An expert panel of two pulmonologists who were blinded to the diagnostic category but not to the objectives of the study, reviewed the patient chart abstractions independently to identify the cases as COPD or non-COPD. Where consensus could not be reached, a third pulmonologist was consulted as the “tie-breaker”. The consensus reached by the expert panel was considered the reference standard for COPD diagnosis. Although, without pulmonary function tests being available for every patient, this reference standard might not be considered the most rigorous possible, it surpasses the standard by which the majority of patients with COPD are diagnosed (i.e., by a lone PCP without pulmonary function tests) and therefore was considered acceptable (Citation[5]). It was felt to be particularly suitable because it was being used to validate a HA definition of physician diagnosed COPD for use in the general population where most COPD is diagnosed by PCPs (Citation[6]). Of note, to facilitate analysis, reviewers were asked to ‘force’ patients into COPD or non- COPD groups even though, in some situations, it might have been appropriate for them to have been in both.

COPD HA definitions

Fields from two HA databases were used to create COPD HA definitions to be evaluated against the reference standard diagnosis. The outpatient database used was the Ontario Health Insurance Plan (OHIP) physician services claims database which contains information on outpatient claims for all Ontario residents (including claims for physician visits, laboratory tests, and diagnostic imaging). Physicians are reimbursed through OHIP by submitting claims for medical services provided. One disease code is provided as part of a claim. The diagnostic codes used to identify COPD OHIP claims are described in . The second database was the Canadian Institute of Health Information (CIHI) discharge abstract database (DAD) which contains clinical and administrative data for every hospital visit in Canada including diagnostic codes from the International Classification of Diseases 10th Revision (ICD-10). CIHI collects 1 most responsible and 24 secondary diagnoses and if any one was for COPD, the hospitalization was considered a COPD hospitalization. Submission of accurate information to the CIHI DAD is mandatory for all hospitals in Canada in order to receive funding. Under its provincial health insurance, the province of Ontario only provides medications for individuals aged 65 and older. Therefore because there was not information on all medication use for all participants, it was not included as a component of the HA definitions.

Determining test characteristics of HA claim algorithms

Patient reference standard diagnoses were linked to their HA record via their unique health insurance number. Predefined COPD HA definitions were compared to the reference standard diagnoses and analyzed using the concepts of diagnostic test evaluation. Specifically, the sensitivity, specificity, positive predictive value (PPV), negative predictive value (NPV), positive likelihood ratio, and negative likelihood ratio of the COPD HA definitions were determined.

RESULTS

Expert panel review

The 442 chart abstractions were given to the expert panel to determine the gold standard reference diagnosis. The overall inter-rater agreement for a COPD diagnosis between the two main reviewers ranged from a kappa of 0.36 to a kappa of 0.92 depending on site (). Of the 442 charts reviewed, there were 36 (7.0%) disagreements that were settled by a tie-breaker.
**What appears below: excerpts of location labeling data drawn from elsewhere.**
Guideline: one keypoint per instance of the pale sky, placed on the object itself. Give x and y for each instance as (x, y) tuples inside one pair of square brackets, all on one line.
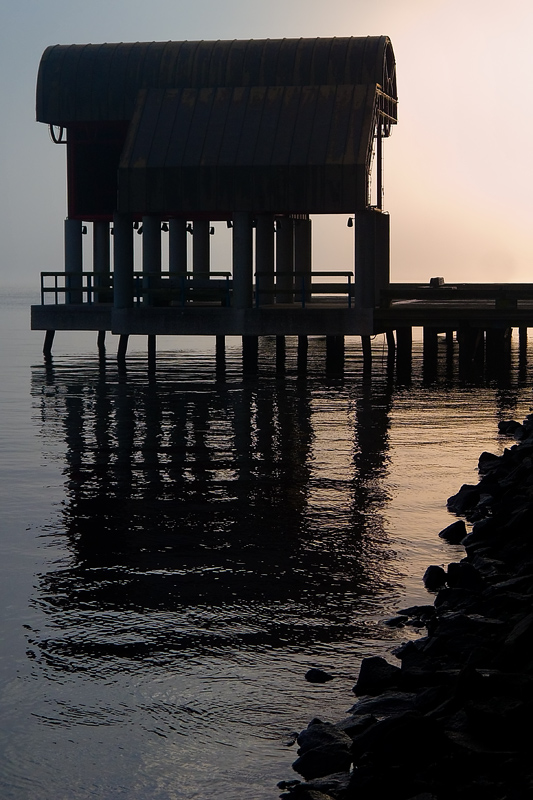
[(458, 166)]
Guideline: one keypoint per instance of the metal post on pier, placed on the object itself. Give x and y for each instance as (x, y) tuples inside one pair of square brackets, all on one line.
[(74, 259), (264, 259)]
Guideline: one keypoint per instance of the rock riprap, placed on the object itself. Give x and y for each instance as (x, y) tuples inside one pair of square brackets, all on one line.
[(453, 720)]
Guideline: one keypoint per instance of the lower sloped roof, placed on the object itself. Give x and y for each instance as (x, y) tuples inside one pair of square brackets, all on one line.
[(259, 148)]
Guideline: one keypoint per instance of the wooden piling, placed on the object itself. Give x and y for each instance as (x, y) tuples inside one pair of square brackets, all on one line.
[(250, 354), (48, 342)]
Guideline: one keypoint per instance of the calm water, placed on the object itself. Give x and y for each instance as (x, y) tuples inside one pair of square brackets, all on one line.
[(177, 552)]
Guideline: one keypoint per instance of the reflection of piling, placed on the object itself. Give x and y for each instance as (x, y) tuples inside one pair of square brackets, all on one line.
[(121, 352), (48, 342), (334, 354), (280, 355), (471, 352), (498, 350), (404, 346), (220, 355), (366, 344), (430, 353), (303, 346), (151, 354), (250, 350)]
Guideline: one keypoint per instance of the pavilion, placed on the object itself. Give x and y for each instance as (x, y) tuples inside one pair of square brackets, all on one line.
[(167, 138)]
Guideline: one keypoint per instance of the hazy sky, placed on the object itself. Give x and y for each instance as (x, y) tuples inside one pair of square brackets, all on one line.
[(458, 166)]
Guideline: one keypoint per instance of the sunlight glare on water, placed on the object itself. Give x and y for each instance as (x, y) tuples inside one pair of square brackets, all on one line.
[(179, 550)]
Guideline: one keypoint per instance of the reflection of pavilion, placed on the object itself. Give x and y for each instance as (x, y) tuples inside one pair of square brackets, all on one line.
[(259, 134), (198, 500)]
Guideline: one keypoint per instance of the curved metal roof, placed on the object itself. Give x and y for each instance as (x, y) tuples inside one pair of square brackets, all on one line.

Table 2 Site-specific inter-rater agreement between panel reviewers for COPD diagnosis

Study cohort

There were 113 COPD and 329 non-COPD patients according to the gold standard diagnoses. Characteristics of the final study population are summarized in . Compared to non-COPD patients, COPD patients were older, more likely to be male, and more likely to be current or prior smokers.

Table 3 Demographic and COPD related characteristics for patients categorized as having COPD or non-COPD according to the expert panel reference standard diagnosis

Test characteristics of COPD HA algorithms

To determine if individuals with COPD could be accurately identified by HA data, different HA definitions were compared to the reference standard diagnoses. shows the diagnostic test evaluation statistics, including the sensitivity, specificity, PPV, NPV, positive likelihood ratio, and negative likelihood ratio of the HA definitions.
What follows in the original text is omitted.